The Opinion’s recommendation is one of terminological precision, but it carries significant operational consequences: the 25-year period applies exclusively to personal data contained in the master file, not to all personal data processed during the trial (paragraph 26). This distinction is important for calibrating data retention policies correctly. Once the minimum retention period has elapsed, the storage limitation principle under Article 5(1)(e) GDPR applies in full: data must not be kept longer than necessary (paragraph 27).

Further Processing: A Legal Basis, Yes — but More Precision Is Needed

Paragraph 6 is among the most anticipated provisions for industry: it establishes that personal data collected during a trial may be further processed by the same controller for other clinical trials conducted pursuant to the CTR, or for scientific research aimed at protecting public health, improving standards of care, and fostering the innovation capacity of European medical research.

The Joint Opinion recognises the value of this provision and recommends clarifying in the recitals that it provides a legal basis pursuant to Article 6(1)(e) GDPR (processing in the public interest), in accordance with the requirements of Article 6(3) GDPR (the legal basis must be established by Union or Member State law).

No More Additional National Conditions: The Systemic Breakthrough

This is the most important paragraph in the entire Article 93 for those conducting clinical research in Europe. By way of explicit derogation from Article 9(4) GDPR, proposed Article 93(7) provides that Member States may not maintain or introduce further conditions — including limitations — with regard to the processing of personal data in trials conducted pursuant to the CTR.

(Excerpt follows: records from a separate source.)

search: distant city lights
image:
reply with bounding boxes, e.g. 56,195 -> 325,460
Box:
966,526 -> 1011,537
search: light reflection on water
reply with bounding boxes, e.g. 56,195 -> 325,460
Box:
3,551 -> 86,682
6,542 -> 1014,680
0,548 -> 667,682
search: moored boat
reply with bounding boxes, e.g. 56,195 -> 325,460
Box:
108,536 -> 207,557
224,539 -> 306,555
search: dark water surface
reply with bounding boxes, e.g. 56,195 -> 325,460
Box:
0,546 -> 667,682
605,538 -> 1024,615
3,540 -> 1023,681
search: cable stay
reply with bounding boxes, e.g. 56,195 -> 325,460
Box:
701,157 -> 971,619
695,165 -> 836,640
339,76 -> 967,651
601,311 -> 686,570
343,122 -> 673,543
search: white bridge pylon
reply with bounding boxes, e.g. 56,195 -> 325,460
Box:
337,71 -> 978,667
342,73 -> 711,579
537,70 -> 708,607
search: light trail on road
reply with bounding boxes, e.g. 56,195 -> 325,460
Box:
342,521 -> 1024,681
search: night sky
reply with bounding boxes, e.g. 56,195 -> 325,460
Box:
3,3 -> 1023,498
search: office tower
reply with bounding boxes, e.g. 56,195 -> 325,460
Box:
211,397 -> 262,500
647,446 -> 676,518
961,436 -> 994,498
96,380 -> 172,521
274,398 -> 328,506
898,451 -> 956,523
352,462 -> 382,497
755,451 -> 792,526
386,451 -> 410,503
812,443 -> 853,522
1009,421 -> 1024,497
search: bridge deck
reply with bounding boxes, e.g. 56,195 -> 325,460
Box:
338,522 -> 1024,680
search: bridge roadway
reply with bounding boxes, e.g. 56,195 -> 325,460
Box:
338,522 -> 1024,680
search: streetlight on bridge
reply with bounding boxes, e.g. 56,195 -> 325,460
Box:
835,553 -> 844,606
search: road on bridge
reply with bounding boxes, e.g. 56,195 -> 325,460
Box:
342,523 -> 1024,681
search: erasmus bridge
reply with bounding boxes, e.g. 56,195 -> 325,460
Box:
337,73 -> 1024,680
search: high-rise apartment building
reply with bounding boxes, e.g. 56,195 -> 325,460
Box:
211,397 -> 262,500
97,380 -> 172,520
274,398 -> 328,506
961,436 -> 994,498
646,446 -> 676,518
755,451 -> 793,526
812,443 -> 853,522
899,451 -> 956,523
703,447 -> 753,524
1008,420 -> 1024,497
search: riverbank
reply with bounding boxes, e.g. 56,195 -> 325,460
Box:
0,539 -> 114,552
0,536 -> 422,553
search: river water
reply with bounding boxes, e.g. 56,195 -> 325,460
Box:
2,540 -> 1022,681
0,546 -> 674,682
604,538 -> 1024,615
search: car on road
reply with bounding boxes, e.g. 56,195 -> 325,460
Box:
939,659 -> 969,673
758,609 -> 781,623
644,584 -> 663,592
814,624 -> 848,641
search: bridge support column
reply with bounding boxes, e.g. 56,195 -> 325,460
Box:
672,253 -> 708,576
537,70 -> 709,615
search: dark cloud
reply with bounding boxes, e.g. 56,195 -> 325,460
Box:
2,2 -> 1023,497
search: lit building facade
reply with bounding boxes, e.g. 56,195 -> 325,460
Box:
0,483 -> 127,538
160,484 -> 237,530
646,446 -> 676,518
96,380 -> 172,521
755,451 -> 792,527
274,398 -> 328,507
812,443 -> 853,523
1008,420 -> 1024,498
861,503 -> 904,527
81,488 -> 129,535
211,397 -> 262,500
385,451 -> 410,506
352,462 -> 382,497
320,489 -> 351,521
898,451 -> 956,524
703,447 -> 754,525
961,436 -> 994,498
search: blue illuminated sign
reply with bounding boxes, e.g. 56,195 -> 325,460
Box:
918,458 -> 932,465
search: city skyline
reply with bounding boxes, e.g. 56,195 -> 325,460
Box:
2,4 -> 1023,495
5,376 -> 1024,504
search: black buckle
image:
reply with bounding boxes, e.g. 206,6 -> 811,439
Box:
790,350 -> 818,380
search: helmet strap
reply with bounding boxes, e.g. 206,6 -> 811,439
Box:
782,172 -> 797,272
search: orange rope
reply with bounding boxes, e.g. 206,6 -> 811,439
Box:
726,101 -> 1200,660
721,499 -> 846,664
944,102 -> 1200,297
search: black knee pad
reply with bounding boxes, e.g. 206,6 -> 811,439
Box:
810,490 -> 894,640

To appreciate the significance of this provision, consider that Article 9(4) GDPR currently allows Member States to impose additional requirements for the processing of sensitive data. Several national legal orders have used this opening in the clinical trials context: requiring GDPR consent as an additional legal basis for processing, introducing limitations on the categories of data that may be processed, or imposing specific formalities before national data protection authorities (DPAs). The Italian Privacy Code, for instance, builds on this provision in its Articles 110 and 110-bis.

The result has been a patchwork of national regimes that turns every multinational trial into a different regulatory due diligence exercise in each Member State.

The Proposal closes this chapter. And Joint Opinion 3/2026 raises no objection to this paragraph: a silence that amounts to full endorsement.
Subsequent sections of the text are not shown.